Film Break: “The Fantastic Mr. Fox”
Fantastic may be the understatement of the year– Wes Anderson’s new film is flat-out stupendous, and in an already-historic year for Hollywood adaptations of childhood classics, ranging from Spike Jonze’s triumph of interpretation in Where the Wild Things Are to the zany inspiration of Cloudy with a Chance of Meatballs, Anderson’s Fox is the stone-cold champ, a knockout movie and a masterstroke of collaboration.
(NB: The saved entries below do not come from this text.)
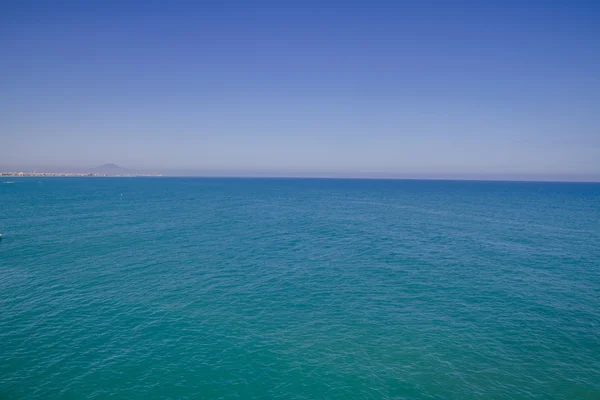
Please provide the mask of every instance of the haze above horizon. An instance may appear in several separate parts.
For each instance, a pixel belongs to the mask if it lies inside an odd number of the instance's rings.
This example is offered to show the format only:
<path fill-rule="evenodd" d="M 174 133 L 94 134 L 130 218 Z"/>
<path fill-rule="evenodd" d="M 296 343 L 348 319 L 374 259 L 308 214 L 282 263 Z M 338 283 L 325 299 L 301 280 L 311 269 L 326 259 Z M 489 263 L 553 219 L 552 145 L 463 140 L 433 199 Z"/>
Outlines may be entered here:
<path fill-rule="evenodd" d="M 590 1 L 2 2 L 0 167 L 600 180 L 599 18 Z"/>

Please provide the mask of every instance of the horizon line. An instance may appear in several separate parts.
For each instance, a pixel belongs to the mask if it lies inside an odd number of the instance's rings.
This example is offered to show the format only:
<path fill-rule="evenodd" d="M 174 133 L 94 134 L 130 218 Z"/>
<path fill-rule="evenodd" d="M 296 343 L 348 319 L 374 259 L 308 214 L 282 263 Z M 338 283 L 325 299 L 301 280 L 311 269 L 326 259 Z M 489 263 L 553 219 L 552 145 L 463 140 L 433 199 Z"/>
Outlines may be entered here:
<path fill-rule="evenodd" d="M 11 171 L 14 172 L 14 171 Z M 2 172 L 1 173 L 6 173 Z M 41 173 L 53 173 L 53 172 L 41 172 Z M 78 174 L 74 172 L 73 174 Z M 97 176 L 85 176 L 85 175 L 73 175 L 73 176 L 18 176 L 18 175 L 4 175 L 4 178 L 50 178 L 50 179 L 60 179 L 60 178 L 159 178 L 159 179 L 169 179 L 169 178 L 196 178 L 196 179 L 321 179 L 321 180 L 373 180 L 373 181 L 454 181 L 454 182 L 523 182 L 523 183 L 593 183 L 600 184 L 600 178 L 596 178 L 596 180 L 586 180 L 586 179 L 573 179 L 573 180 L 564 180 L 560 178 L 547 178 L 547 179 L 527 179 L 527 178 L 484 178 L 484 177 L 385 177 L 385 176 L 316 176 L 316 175 L 212 175 L 212 174 L 201 174 L 201 175 L 178 175 L 178 174 L 123 174 L 123 175 L 97 175 Z"/>
<path fill-rule="evenodd" d="M 449 172 L 401 172 L 401 171 L 360 171 L 360 170 L 293 170 L 279 171 L 269 168 L 248 170 L 226 168 L 185 168 L 185 167 L 123 167 L 109 162 L 96 166 L 43 166 L 37 165 L 0 165 L 0 174 L 8 173 L 38 174 L 105 174 L 117 175 L 153 175 L 162 177 L 197 178 L 315 178 L 315 179 L 380 179 L 380 180 L 452 180 L 452 181 L 505 181 L 505 182 L 600 182 L 598 172 L 523 172 L 523 171 L 449 171 Z M 5 175 L 8 176 L 8 175 Z M 15 175 L 13 175 L 15 176 Z"/>

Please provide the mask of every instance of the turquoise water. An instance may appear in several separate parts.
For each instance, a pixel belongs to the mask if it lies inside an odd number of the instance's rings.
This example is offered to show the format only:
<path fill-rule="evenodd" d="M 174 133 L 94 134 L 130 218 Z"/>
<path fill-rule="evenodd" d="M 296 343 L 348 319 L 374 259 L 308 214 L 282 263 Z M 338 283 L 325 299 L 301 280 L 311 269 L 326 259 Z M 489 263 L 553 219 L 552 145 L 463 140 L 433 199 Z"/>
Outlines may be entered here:
<path fill-rule="evenodd" d="M 0 183 L 1 399 L 600 398 L 600 185 Z"/>

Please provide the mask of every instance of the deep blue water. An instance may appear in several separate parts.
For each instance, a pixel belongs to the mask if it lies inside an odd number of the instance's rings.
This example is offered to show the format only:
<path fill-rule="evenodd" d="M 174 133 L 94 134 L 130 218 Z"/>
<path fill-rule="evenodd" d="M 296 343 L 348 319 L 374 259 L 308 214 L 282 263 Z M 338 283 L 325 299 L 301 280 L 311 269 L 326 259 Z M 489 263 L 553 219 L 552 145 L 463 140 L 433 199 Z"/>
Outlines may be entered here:
<path fill-rule="evenodd" d="M 599 184 L 11 180 L 1 399 L 600 398 Z"/>

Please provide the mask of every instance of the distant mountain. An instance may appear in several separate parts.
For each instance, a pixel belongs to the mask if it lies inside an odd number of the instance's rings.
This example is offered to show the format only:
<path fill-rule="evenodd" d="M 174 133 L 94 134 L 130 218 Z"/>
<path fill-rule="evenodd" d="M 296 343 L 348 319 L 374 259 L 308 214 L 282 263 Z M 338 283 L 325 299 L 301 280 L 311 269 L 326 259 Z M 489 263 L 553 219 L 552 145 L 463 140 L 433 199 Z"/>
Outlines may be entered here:
<path fill-rule="evenodd" d="M 90 172 L 95 174 L 107 174 L 107 175 L 126 175 L 132 172 L 127 168 L 121 167 L 116 164 L 104 164 L 96 168 L 92 168 Z"/>

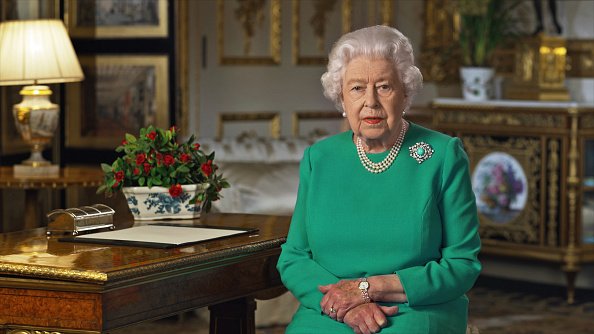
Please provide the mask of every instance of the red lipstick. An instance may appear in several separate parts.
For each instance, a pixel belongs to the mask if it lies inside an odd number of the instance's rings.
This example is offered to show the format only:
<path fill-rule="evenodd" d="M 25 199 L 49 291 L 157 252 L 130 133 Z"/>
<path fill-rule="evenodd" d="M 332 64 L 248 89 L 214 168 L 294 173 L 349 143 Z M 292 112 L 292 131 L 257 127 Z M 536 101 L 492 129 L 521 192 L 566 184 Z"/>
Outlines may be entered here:
<path fill-rule="evenodd" d="M 367 117 L 364 118 L 363 121 L 367 124 L 378 124 L 379 122 L 381 122 L 383 119 L 379 118 L 379 117 Z"/>

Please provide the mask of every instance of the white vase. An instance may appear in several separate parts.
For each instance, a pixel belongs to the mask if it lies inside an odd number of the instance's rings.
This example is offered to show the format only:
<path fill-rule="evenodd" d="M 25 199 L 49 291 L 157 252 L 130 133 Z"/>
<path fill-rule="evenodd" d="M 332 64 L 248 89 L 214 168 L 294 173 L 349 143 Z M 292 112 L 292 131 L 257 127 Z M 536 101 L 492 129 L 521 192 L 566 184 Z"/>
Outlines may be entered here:
<path fill-rule="evenodd" d="M 191 219 L 200 218 L 202 206 L 191 203 L 190 199 L 208 186 L 208 183 L 183 185 L 178 197 L 171 197 L 165 187 L 124 187 L 122 191 L 135 220 Z"/>
<path fill-rule="evenodd" d="M 469 101 L 492 99 L 495 91 L 494 77 L 495 71 L 489 67 L 460 68 L 462 95 L 464 99 Z"/>

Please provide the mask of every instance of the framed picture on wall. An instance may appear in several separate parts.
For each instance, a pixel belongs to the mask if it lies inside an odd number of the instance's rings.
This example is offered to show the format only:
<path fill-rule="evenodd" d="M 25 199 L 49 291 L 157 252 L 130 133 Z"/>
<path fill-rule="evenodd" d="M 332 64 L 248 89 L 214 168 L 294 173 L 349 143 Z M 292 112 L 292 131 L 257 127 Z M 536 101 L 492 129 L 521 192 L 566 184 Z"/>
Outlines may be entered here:
<path fill-rule="evenodd" d="M 67 0 L 73 38 L 167 37 L 167 0 Z"/>
<path fill-rule="evenodd" d="M 67 147 L 113 149 L 141 127 L 169 127 L 168 58 L 81 56 L 85 80 L 66 96 Z"/>

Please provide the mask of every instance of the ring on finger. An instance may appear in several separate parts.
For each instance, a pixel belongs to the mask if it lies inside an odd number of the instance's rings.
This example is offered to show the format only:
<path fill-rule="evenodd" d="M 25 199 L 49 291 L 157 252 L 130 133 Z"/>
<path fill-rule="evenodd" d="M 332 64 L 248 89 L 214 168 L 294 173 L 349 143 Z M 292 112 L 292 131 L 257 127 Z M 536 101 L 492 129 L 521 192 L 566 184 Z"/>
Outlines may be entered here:
<path fill-rule="evenodd" d="M 330 306 L 330 313 L 336 313 L 336 310 L 332 306 Z"/>

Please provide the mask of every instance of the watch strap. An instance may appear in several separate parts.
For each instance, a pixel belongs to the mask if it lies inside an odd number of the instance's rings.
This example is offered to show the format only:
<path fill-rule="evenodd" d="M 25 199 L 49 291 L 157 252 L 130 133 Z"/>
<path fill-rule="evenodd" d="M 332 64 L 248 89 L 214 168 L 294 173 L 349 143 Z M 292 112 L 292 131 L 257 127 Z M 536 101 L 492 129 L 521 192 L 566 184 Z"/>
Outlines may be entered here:
<path fill-rule="evenodd" d="M 362 284 L 363 282 L 365 282 L 365 284 Z M 371 302 L 371 298 L 369 298 L 369 281 L 367 281 L 367 277 L 362 277 L 359 279 L 359 290 L 361 290 L 363 301 L 365 303 Z"/>

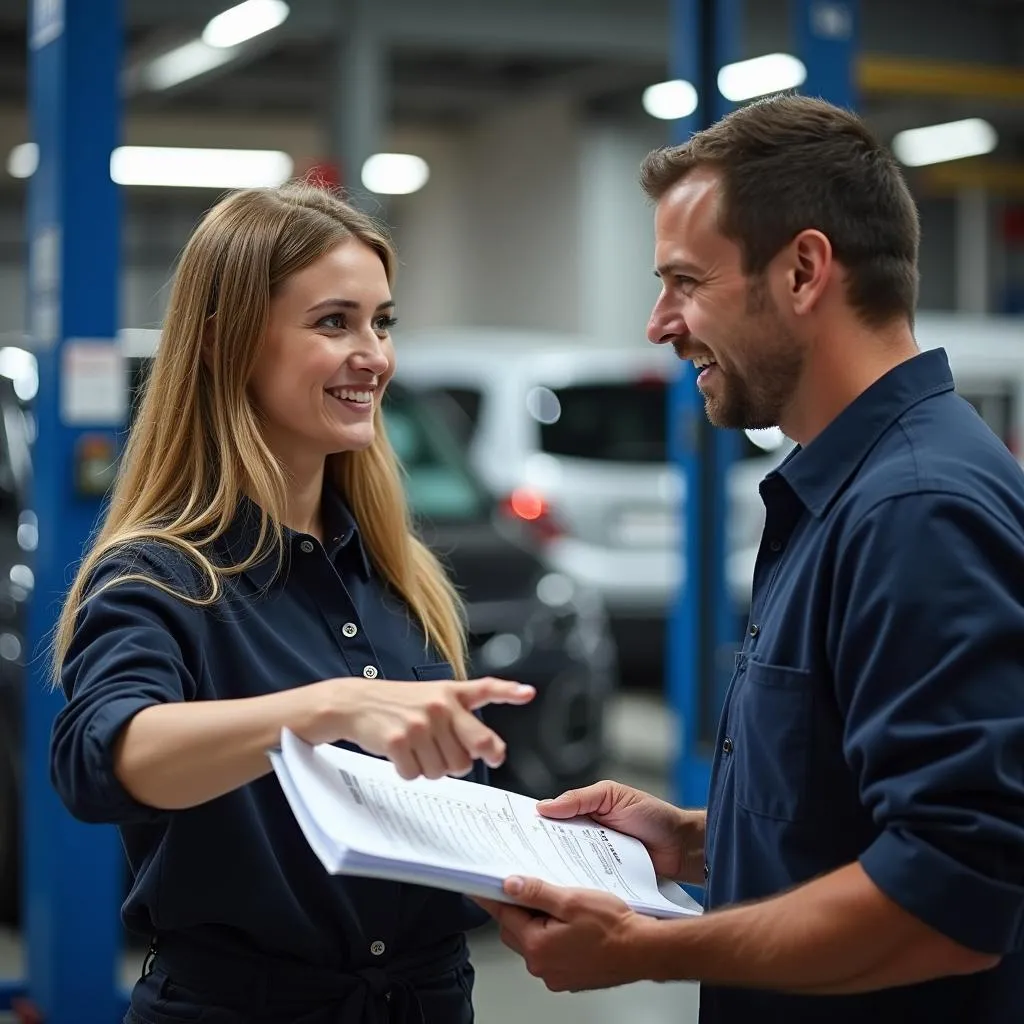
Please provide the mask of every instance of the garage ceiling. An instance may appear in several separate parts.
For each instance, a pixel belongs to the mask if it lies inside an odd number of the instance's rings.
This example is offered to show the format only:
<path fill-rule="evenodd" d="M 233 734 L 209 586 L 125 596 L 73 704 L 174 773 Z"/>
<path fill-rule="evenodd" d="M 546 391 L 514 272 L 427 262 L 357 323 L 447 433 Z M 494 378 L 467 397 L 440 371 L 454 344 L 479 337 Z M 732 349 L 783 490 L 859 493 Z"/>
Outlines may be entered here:
<path fill-rule="evenodd" d="M 1000 133 L 995 156 L 1024 158 L 1022 0 L 861 4 L 862 107 L 880 133 L 983 116 Z M 162 92 L 137 85 L 148 59 L 195 39 L 230 5 L 124 0 L 128 113 L 326 123 L 339 39 L 355 10 L 345 0 L 291 0 L 284 25 L 239 59 Z M 0 0 L 6 110 L 25 103 L 26 7 Z M 642 89 L 666 73 L 668 0 L 372 0 L 367 7 L 387 47 L 387 110 L 403 127 L 484 118 L 527 92 L 571 93 L 594 112 L 639 119 Z M 786 0 L 746 0 L 746 8 L 743 56 L 788 48 Z M 930 75 L 929 65 L 938 65 Z M 960 78 L 952 65 L 965 67 Z M 983 65 L 999 74 L 986 77 Z"/>

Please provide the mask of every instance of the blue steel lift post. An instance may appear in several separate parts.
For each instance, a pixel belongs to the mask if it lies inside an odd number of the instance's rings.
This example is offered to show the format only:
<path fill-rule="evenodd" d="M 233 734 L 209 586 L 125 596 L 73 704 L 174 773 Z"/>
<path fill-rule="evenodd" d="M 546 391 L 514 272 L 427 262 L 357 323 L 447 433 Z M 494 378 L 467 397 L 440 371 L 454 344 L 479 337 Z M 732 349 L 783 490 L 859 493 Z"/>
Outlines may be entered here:
<path fill-rule="evenodd" d="M 100 512 L 76 487 L 82 444 L 116 444 L 120 0 L 35 0 L 29 98 L 39 163 L 28 188 L 29 329 L 39 361 L 33 505 L 39 521 L 26 672 L 23 931 L 27 977 L 0 985 L 46 1024 L 114 1024 L 123 854 L 111 827 L 76 822 L 49 779 L 63 697 L 48 690 L 51 633 Z M 121 381 L 124 387 L 124 381 Z"/>
<path fill-rule="evenodd" d="M 742 0 L 673 0 L 672 77 L 696 83 L 702 101 L 693 116 L 677 122 L 678 141 L 728 109 L 717 72 L 739 50 L 741 6 Z M 855 107 L 859 7 L 859 0 L 791 0 L 796 52 L 807 68 L 803 94 Z M 725 579 L 724 525 L 727 474 L 739 437 L 707 424 L 690 368 L 672 389 L 669 415 L 672 456 L 685 482 L 686 573 L 668 644 L 669 693 L 681 731 L 674 795 L 684 805 L 703 806 L 738 632 Z"/>
<path fill-rule="evenodd" d="M 796 53 L 807 68 L 800 92 L 855 109 L 860 0 L 791 0 L 790 13 Z"/>
<path fill-rule="evenodd" d="M 670 77 L 693 83 L 699 103 L 675 122 L 673 141 L 684 142 L 728 112 L 718 69 L 736 59 L 742 7 L 742 0 L 672 0 Z M 708 423 L 695 376 L 686 364 L 669 395 L 670 455 L 683 478 L 684 573 L 668 631 L 668 692 L 680 729 L 674 797 L 703 807 L 739 630 L 725 578 L 726 483 L 739 439 Z"/>

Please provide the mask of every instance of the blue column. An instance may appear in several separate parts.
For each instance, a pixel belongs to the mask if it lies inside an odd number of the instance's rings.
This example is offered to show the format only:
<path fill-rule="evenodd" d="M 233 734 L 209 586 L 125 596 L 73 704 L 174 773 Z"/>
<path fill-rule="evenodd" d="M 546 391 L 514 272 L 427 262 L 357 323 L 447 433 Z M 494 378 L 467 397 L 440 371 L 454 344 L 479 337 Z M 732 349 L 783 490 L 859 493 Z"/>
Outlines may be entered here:
<path fill-rule="evenodd" d="M 672 0 L 671 75 L 697 87 L 700 105 L 674 123 L 684 142 L 728 112 L 718 91 L 718 69 L 736 59 L 742 0 Z M 669 397 L 670 453 L 684 481 L 684 579 L 669 623 L 668 693 L 680 727 L 674 798 L 704 806 L 711 743 L 728 668 L 723 651 L 736 645 L 737 619 L 725 579 L 726 479 L 736 437 L 707 422 L 692 366 L 684 367 Z"/>
<path fill-rule="evenodd" d="M 856 108 L 859 8 L 859 0 L 792 0 L 796 53 L 807 68 L 805 96 Z"/>
<path fill-rule="evenodd" d="M 51 631 L 100 511 L 98 497 L 76 489 L 76 452 L 83 441 L 112 441 L 123 415 L 114 348 L 120 208 L 110 180 L 121 4 L 31 6 L 30 117 L 39 165 L 28 195 L 29 329 L 39 359 L 39 546 L 26 701 L 27 988 L 47 1024 L 113 1024 L 124 1012 L 116 988 L 123 854 L 113 828 L 74 821 L 50 785 L 50 728 L 63 697 L 47 687 Z"/>

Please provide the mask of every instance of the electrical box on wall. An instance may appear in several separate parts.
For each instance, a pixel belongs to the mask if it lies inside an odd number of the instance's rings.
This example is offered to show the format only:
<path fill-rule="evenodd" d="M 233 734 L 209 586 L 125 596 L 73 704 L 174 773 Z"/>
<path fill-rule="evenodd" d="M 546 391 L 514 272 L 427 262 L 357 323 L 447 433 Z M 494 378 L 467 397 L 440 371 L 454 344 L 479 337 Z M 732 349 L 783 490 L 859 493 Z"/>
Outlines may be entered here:
<path fill-rule="evenodd" d="M 102 498 L 117 477 L 117 435 L 83 434 L 75 444 L 75 493 L 81 498 Z"/>

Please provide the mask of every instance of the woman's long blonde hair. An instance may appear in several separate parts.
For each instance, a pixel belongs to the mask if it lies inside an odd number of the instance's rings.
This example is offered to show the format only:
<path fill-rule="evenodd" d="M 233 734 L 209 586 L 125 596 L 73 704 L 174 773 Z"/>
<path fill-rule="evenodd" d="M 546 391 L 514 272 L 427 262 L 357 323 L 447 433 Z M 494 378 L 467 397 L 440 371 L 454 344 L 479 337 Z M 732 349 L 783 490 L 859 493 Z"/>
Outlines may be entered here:
<path fill-rule="evenodd" d="M 275 289 L 351 238 L 380 256 L 391 282 L 395 255 L 384 231 L 336 195 L 309 184 L 236 192 L 210 210 L 192 235 L 175 275 L 109 511 L 57 623 L 55 683 L 88 581 L 115 549 L 157 541 L 183 551 L 209 590 L 179 596 L 200 605 L 219 598 L 225 577 L 275 547 L 278 558 L 283 555 L 286 474 L 263 439 L 247 385 Z M 438 560 L 412 532 L 379 408 L 375 426 L 369 448 L 330 456 L 327 472 L 348 503 L 377 571 L 404 598 L 427 642 L 451 662 L 454 676 L 465 678 L 462 606 Z M 215 564 L 207 547 L 227 529 L 245 495 L 261 510 L 257 545 L 242 564 Z M 148 577 L 120 576 L 108 586 L 126 579 Z"/>

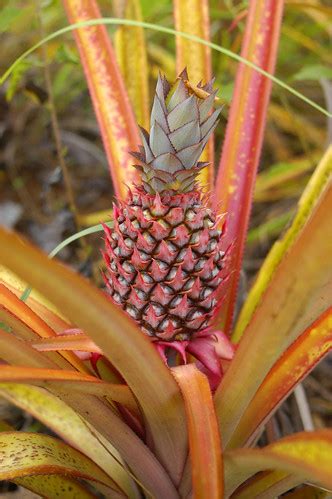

Yes, collaboration– for this is nothing if not a joint effort with author Roald Dahl, whose spirit is not so much reverently preserved here as it is given room to breathe life into this wonderfully witty and creative movie. It’s also a collaboration between Anderson and a whole cadre of animators; clealy enamored with the stop-motion effects he used in his Life Aquatic, he brings to this one a homespun, kids’ craft project vibe, rendering the story as a masterpiece in corduroy and fur.
But what makes it masterful is that it’s as quintessentially Wes Anderson as any movie he’s made: He makes his love of the story apparent by injecting it with his own wit– which has never been funnier or less cloying– and an aesthetic that’s charmingly rustic, both visually and even sonically, as Anderson recorded his actors all together on a farm, preserving not just the spontaneity but the naturalism of the session. He brings out his own typically Andersonian themes in the film– there are daddy issues, self-esteem issues, grappling with failure– but never feels as though he’s twisting Dahl’s work.
And it is also, by the way, a terrific Thanksgiving movie: At one point Mr. Fox himself expresses gratitude and, as he puts it, “awareness” not just for basic survival, but for the blessings of family and community. It’s a particularly warm moment in an entirely loveable and endlessly enjoyable movie– one that I’m particularly thankful.